The strong dollar was a direct result of the high interest rates. This was because the differential in the returns to US treasuries and other risk-free assets like German government bonds, prompted a massive flow of capital to the United States and hence bid up the price of US dollars. This primacy of the financial markets was a new phenomena and not yet well understood even by business elites. For instance, the Business roundtable published the Caterpillar report in 1985, which blamed Japanese policy for the strength of the dollar and the weakness of the yen. Treasury understood the fallacy but played along anyway, going as far as sending a contingent with Secretary of State Shultz to press Japan to stop manipulating its currency and deregulate its financial markets; even though they knew that deregulating Japan’s financial markets would make capital outflows easier and increase the upward pressure on the dollar.

This silent revolution whereby finance gained control of US policy in the early eighties has not received the attention of historians that it deserves. What is clear is that, by the time of Reagan’s reelection, the party system of 1980 had stabilized with finance as a hegemonic bloc of investors. This financial hegemony in the US political system was consolidated further by a takeover of the Democratic party as witnessed by the Clinton coalition. This does not mean either that no other investors have any say. Finance accounts for around half of all political contributions. The California based technology firms are major investors in the Democratic coalition, as are the still-independent large multinational corporations for both parties. Nor does it mean that the financial sector is a monolith: the financial services industry and finance capitalism – hedge fund managers, large private investors, and private equity moguls – sometimes have conflicting interests.

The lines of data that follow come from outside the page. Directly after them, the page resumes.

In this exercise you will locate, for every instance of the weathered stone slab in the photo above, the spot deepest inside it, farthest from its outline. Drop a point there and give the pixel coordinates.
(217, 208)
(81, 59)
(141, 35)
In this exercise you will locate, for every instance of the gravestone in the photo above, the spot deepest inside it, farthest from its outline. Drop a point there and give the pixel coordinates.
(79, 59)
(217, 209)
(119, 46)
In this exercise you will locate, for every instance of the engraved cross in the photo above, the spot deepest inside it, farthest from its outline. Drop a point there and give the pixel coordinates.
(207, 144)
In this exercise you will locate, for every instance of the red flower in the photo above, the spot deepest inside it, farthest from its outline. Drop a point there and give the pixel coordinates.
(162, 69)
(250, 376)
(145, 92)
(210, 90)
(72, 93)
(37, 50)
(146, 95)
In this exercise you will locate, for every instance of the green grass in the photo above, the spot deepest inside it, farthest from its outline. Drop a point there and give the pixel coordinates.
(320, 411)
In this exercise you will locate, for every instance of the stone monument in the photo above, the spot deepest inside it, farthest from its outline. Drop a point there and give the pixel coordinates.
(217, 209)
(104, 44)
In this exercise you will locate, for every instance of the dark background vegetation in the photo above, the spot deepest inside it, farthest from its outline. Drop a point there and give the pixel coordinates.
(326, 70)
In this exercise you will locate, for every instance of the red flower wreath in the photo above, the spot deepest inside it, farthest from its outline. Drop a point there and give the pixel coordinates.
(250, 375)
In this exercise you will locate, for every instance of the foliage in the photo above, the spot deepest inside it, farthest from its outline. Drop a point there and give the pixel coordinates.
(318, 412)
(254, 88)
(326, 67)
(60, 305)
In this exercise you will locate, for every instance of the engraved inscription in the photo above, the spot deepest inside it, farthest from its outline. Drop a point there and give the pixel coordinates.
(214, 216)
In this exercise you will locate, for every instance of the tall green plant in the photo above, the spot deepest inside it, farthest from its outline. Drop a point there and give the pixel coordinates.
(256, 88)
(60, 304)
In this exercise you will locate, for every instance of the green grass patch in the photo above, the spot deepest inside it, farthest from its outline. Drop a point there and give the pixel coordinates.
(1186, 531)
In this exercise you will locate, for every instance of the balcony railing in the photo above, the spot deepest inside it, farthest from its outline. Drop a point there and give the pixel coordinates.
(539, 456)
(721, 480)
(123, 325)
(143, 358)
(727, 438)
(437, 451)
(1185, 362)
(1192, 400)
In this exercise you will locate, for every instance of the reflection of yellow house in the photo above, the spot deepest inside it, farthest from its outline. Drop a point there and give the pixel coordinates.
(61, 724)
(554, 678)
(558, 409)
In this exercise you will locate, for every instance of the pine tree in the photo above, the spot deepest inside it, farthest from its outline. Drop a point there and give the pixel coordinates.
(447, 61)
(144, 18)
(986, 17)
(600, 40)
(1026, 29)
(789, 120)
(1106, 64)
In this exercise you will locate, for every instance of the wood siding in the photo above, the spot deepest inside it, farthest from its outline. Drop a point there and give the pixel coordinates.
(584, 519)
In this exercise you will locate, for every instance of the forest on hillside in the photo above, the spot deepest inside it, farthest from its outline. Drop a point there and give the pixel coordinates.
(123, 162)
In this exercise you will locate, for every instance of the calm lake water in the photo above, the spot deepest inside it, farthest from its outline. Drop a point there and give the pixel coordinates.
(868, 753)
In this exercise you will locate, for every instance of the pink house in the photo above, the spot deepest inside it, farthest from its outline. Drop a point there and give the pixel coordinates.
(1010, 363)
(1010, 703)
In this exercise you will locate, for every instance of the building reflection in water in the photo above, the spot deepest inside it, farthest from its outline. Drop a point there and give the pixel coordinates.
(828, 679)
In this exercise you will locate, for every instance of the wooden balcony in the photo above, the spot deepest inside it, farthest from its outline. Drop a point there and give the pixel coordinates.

However, with the virtual absorption of the upper echelons of most corporations into finance broadly understood, business today displays the same unity it did in the pre First World War days of the system of 1896. The invariants of the system are not quite the same. Whereas, in the system of 1896, there was a consensus on protectionist tariffs, in the current system, the consensus is on finance-led neoliberal globalization.

The dominance of a hegemonic bloc of investors makes the current system structurally similar to the railroad dominated system of 1860. Unlike that period, the current regime is not dominated by a single party. This makes the current system more robust. For instance, one might have expected the financial crisis of 2007-08 to undermine the system, and constitute a “crisis of neoliberalism”. [Duménil and Lévy] However, the response of major investors was simply to shift allegiance to the other party whilst keeping all the policies in place. Ergo, the system is much more stable than previously recognized.

The contradictions inherent to the current party system and the neoliberal order, wherein the underlying weakness of the US economy and its failure to produce enough jobs or increase the standard of living of the vast majority of the populace, will not be resolved easily. The pressure to apply constant monetary stimulus in the face of jobless recoveries will propel more asset bubbles, and further expand the trade and budget deficits. As these asset bubbles burst, the ‘reverse wealth effect’ will cause prolonged ‘balance sheet recessions’. The same dynamic will further strengthen the bargaining position of the financial sector which implies that it will be mighty hard to displace as a hegemonic bloc of investors.

It has become customary every election season to find a leaked audio or video of a candidate addressing investors behind closed doors. These are rare instances when the ‘bewildered herd’ is allowed a glimpse into the real mechanics of US electoral democracy: the physics of American political economy.


[1] Ferguson, Thomas. Golden Rule: The Investment Theory of Party Competition and the Logic of Money-driven Political Systems. Chicago: University of Chicago, 1995. Print.